Detailed Introduction
The arXiv Paper Curator is a six-week, hands-on course from Jam With AI aimed at engineers and researchers who want to build production-grade Retrieval-Augmented Generation (RAG) systems. The curriculum walks learners through infrastructure setup, paper ingestion and PDF parsing, OpenSearch/BM25 indexing, intelligent chunking and hybrid retrieval, local LLM integration (Ollama), and interactive interfaces with monitoring and caching. See the
course page
for more details.
Main Features
- Week-by-week practical path from infrastructure (Docker, FastAPI, PostgreSQL) to production monitoring (Langfuse, Redis).
- Full RAG engineering: BM25 keyword search foundation, progressive introduction of embedding-based retrieval and hybrid fusion.
- Production-minded implementations: intelligent chunking, index optimization, streaming SSE responses and a Gradio-based UI.
Use Cases
- Academic research assistant: automatically fetch and index arXiv papers for exploratory search and Q&A.

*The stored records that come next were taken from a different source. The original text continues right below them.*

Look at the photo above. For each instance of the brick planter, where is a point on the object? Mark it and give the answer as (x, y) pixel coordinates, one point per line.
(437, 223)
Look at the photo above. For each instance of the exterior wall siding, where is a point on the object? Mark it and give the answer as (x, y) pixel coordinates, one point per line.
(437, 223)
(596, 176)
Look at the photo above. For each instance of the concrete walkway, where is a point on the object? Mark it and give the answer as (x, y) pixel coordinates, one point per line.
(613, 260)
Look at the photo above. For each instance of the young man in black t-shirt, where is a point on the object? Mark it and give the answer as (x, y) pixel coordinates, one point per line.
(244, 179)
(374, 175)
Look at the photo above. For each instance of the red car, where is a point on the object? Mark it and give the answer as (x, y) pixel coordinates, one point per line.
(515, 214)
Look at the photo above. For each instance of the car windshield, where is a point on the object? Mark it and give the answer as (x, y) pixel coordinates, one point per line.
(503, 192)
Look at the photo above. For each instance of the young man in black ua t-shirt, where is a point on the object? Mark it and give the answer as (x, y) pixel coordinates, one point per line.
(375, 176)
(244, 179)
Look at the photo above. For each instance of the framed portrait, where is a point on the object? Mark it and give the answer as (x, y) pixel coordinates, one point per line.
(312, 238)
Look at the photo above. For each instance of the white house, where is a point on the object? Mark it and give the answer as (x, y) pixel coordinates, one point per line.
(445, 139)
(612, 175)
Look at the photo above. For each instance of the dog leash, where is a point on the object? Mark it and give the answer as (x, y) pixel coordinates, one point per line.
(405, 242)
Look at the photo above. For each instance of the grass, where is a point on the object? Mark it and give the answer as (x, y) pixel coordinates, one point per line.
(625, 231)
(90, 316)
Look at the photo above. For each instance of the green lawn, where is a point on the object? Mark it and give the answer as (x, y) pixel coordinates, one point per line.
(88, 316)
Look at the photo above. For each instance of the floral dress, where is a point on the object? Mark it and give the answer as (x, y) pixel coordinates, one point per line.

- Enterprise document search: convert document collections into QA-ready knowledge stores supporting hybrid retrieval and source attribution.
- Teaching and engineering practice: a reproducible codebase and notebooks to learn production RAG architecture.
Technical Features
- Retrieval-first design: emphasizes BM25 and keyword search as the backbone of production systems, augmented with vectors when needed.
- Hybrid retrieval and chunking: section-aware chunking and RRF/hybrid fusion deliver both precision and semantic recall.
- Local generation and observability: supports Ollama local LLMs, Gradio UI, Langfuse tracing, and Redis caching for performance and maintainability.